現在加入してる生命保険は、契約者・被保険者・受取人を確認して問題あれば保険会社に相談しましょう。

生命保険の非課税額は『法定相続人1人に付き500万円』で、法定相続人3名なら1,500万円、4名なら2,000万円まで非課税と書くと、個々に500万円が上限だと思いそうですが違います。
例えば、法定相続人4名の中の1人だけが1,500万円の生命保険を受け取っても2,000万円以下ですから非課税扱いです。

遺産、保険の全てが非課税枠なら問題ありませんが、高額な財産のある故人だった場合、保険金の相続税に格差が出るケースもありますので、計算した上で保険金の受取額を決めると良いでしょう。

『保険金で相続金額を増やす』

このシステムを利用すれば自分達夫婦を面倒看てくれた子供への相続金額を「①」の契約者(自分)で被保険者(自分)で、受取人(面倒を看てくれた人)にすれば『相続額』を増やすことも「法定相続人以外の人(遺贈)」に財産を残すことも可能です。
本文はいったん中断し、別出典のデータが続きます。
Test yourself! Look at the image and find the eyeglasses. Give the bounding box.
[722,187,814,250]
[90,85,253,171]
例えば長男の嫁が老後の面倒を長年看てくれてた場合など、長男の嫁に遺産金を残したいなら「自分が生命保険契約」して「自分で保険金を払って」「受取人を長男の嫁にしておく」のです。そうすれば自分が死亡した時に、長男の嫁が死亡保険金を「遺贈いぞう」という形で全額受け取ることができます。但し遺贈は相続税の2割増しで税金が掛かります。

死亡保険金は原則、遺産内容に含まれないので、長男の嫁は他の相続人に保険金の一部を渡す必要も無く、遺産分割協議に参加する必要もありません。あとは長男の嫁を保険金の受取人として認めてくれる保険会社を探すだけ。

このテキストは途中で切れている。